Maybe you’re conducting a basic search of the US Patent and Trademark Office (USPTO) database to make sure your brand isn’t infringing on an already registered mark before you submit your application. Or maybe you’ve subscribed to trademark monitoring and are reviewing the latest hits in your Alert Report. While it’s always smart to contact a trademark attorney for expert advice pertaining to your specific situation, there are a few broad rules of thumb that can help you start to make heads or tails of whether a mark is too similar.
Why is similarity such a problem, anyway?
Trademarks are words, phrases, symbols, and/or designs that identify and distinguish the source of products or services of one party from competitors. But at a more fundamental level, a brand is a business’s identity; it represents products / services but also market reputation. It’s a promise of consistency and reliability to customers – the foundations of trust and loyalty. If a trademark is too similar to another, there’s a good chance that customers will get confused and assume that there’s a relationship between the two brands when there isn’t one. Often this leads to erosion of customer trust, lost revenue, and a damaged reputation at best, or an entire rebranding of your business or product at worst – and that’s obviously a serious expense! So it’s worth putting in the effort up front before you register your mark to make sure your brand is unique. And the same goes for post-registration to make sure your brand stays unique: trademark owners are responsible for enforcing their rights, so you need to stay vigilant for infringers, whether accidental or intentional.

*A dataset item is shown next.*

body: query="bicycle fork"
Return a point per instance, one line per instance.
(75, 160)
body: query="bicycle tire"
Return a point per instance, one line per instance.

When it comes to word marks, it’s easy to spot identicals, but ones that sound the same, look the same, or have similar meaning should also catch your attention.
If you come across one of these marks, the next step is to determine whether the area of business to which the mark pertains – known as goods and services – overlap with yours.
The USPTO notes that “even if two marks are found to be confusingly similar, a likelihood of confusion will exist only if the goods and/or services upon which or in connection with the marks are used are, in fact, related.” A good test to determine relatedness is considering whether it would be likely for the products or services covered by both marks to come from one source.
Think of “Delta”, for example: that’s the brand of an airline, but also a faucet manufacturer. If you’re not familiar with the latter, the chances are still really low that you’d think the airline company was selling sinks, now, too. Their products and services are so unrelated that there’s no natural reason for consumers to make a connection where there isn’t one, so it’s fine for these two companies to both register and use the same mark for their businesses. However, if there was another company by the name of “Delta”, “Delti”, or another confusingly similar name, selling travel insurance, that would be problematic.
So if another mark is both similar to your mark in one of the ways described above and the goods and services are related, that’s cause for concern.
It might be time to seek the advice of a trademark attorney to determine the best next steps.